Já como acadêmico, fiz um trabalho em que tentei entender os fundamentos do pensamento econômico de Guevara. Descobri coisas curiosas. Em primeiro lugar, uma visão que ele tinha como presidente do Banco Central e ministro da Indústria de Cuba de que o atrelamento com a União Soviética não era uma coisa boa e definitiva para Cuba. Ele tinha alguns debates com Charles Bettelhein, um economista francês, e dizia que o Comecom (Conselho para Assistência Econômica Mútua), o mercado comum socialista, de algum modo dava um tratamento a Cuba que se parecia a um grupo capitalista. Os soviéticos não se guiavam nas relações de intercâmbio pela Lei do Valor. Depois, em segundo lugar, Che defendia alguma forma de mercado, alguma descentralização. Era a mesma posição do economista polonês Oscar Lange. Flexibilização, que houvesse no tecido socialista pequenas e médias empresas. O pensamento econômico deles estava muito avançado em relação à época.

Não é o que se busca hoje - associar capitalismo com ganhos sociais?

Diria que Che anteviu o que aconteceu com alguns países do ex-bloco socialista, que se transformaram em economia de mercado, viraram o que se chama de "socialismo de mercado". Ele incomodava o "mainstream" soviético, o pensamento único. Outra coisa importante que ele pregava é a idéia do "novo homem", que produziria não apenas motivado por remunerações pecuniárias. Ele achava que tinha de chegar a um estágio do socialismo para as pessoas se movimentarem pensando na sociedade.

O que dizer do Che ícone pop, que virou tatuagem de Maradona e Mike Tyson, bandeira da Jamaica? Ele associado não à esquerda propriamente, mas à rebeldia em geral. É positivo?

Contribui na medida em que leva essas pessoas a saberem quem foi o Che, sua dimensão humana. Pensar nessas duas figuras, Maradona e Tyson, que são dadas a drogas, aí não é legal. Mas é um ícone para a capacidade de se rebelar, não aceitar o que vem de cima, as regras instituídas. Sua presença ainda durará muito tempo.

Che é o maior líder de todos os tempos da América Latina?

(Pensa) Sim... É um visionário, mais que propriamente um líder. Se fosse líder, conduziria multidões, o que não ocorreu. Mas como referência, não vejo ninguém à altura dele. Salvador Allende também foi uma figura extraordinária, pela coerência, e Camilo Torres, sacerdote colombiano. Mas nenhum atingiu o pedestal de Che.

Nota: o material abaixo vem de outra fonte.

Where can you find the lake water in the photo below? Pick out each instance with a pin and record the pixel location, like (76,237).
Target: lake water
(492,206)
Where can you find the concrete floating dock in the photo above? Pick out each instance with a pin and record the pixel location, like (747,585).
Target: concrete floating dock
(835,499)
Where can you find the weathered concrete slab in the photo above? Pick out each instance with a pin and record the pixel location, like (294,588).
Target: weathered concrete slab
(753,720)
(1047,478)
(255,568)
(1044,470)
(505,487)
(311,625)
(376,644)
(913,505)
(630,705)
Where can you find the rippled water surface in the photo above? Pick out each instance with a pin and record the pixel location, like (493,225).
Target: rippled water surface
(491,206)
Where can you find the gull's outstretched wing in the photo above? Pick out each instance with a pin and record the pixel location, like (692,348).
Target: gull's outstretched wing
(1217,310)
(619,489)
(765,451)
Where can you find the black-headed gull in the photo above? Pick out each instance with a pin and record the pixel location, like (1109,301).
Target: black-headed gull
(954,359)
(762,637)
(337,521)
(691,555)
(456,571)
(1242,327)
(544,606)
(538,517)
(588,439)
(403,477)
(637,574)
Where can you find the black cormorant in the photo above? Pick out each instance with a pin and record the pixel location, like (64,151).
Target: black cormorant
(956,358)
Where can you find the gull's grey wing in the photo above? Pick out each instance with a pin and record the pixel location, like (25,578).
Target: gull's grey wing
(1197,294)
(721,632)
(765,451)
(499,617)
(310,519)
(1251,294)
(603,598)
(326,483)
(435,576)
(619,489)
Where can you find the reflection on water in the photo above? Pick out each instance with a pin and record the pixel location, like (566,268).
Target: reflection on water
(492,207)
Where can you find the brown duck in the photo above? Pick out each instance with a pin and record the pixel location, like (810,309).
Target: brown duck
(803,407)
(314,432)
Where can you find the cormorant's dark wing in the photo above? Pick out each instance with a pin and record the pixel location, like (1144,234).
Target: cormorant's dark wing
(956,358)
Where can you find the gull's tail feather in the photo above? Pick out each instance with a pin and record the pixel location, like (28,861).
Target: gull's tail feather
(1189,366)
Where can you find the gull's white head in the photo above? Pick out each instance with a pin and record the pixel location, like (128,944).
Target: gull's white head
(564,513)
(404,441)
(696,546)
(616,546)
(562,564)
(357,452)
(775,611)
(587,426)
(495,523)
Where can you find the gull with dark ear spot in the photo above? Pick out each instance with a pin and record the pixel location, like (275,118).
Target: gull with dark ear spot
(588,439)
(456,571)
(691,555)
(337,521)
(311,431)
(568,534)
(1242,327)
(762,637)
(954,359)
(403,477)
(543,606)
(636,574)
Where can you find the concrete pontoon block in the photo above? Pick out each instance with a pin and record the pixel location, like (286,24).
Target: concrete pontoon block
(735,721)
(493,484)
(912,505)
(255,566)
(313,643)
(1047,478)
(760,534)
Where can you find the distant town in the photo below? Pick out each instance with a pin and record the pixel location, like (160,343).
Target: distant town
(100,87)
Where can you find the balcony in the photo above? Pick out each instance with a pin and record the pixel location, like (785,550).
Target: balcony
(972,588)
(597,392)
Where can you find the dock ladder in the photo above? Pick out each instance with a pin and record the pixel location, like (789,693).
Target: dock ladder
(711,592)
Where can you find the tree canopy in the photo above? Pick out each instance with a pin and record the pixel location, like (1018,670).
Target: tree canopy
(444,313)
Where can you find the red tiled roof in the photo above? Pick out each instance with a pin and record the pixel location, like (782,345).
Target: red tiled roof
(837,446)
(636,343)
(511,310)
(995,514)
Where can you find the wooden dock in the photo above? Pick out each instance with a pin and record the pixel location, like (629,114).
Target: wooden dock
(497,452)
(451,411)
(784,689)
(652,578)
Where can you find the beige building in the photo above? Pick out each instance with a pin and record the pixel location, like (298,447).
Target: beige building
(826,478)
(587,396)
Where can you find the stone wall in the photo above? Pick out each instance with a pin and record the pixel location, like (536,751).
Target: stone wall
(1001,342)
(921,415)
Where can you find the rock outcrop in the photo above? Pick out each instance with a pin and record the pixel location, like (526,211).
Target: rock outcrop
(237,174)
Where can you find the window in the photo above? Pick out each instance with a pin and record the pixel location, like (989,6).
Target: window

Para finalizar. Você gostaria de ter matado Gary Prado? Queria ter dormido com essa?

Queria. Claro. Seria muito reconfortante. Mas hoje, fazendo a análise contra-factual, é curioso ver que Gary Prado joga a favor da redemocratização da Bolívia, um papel positivo na História. Isso só mostra que não devemos ser maniqueístas, dizer que todos que estão de um lado são ruins ou bons. Mostra que as pessoas podem mudar. People change.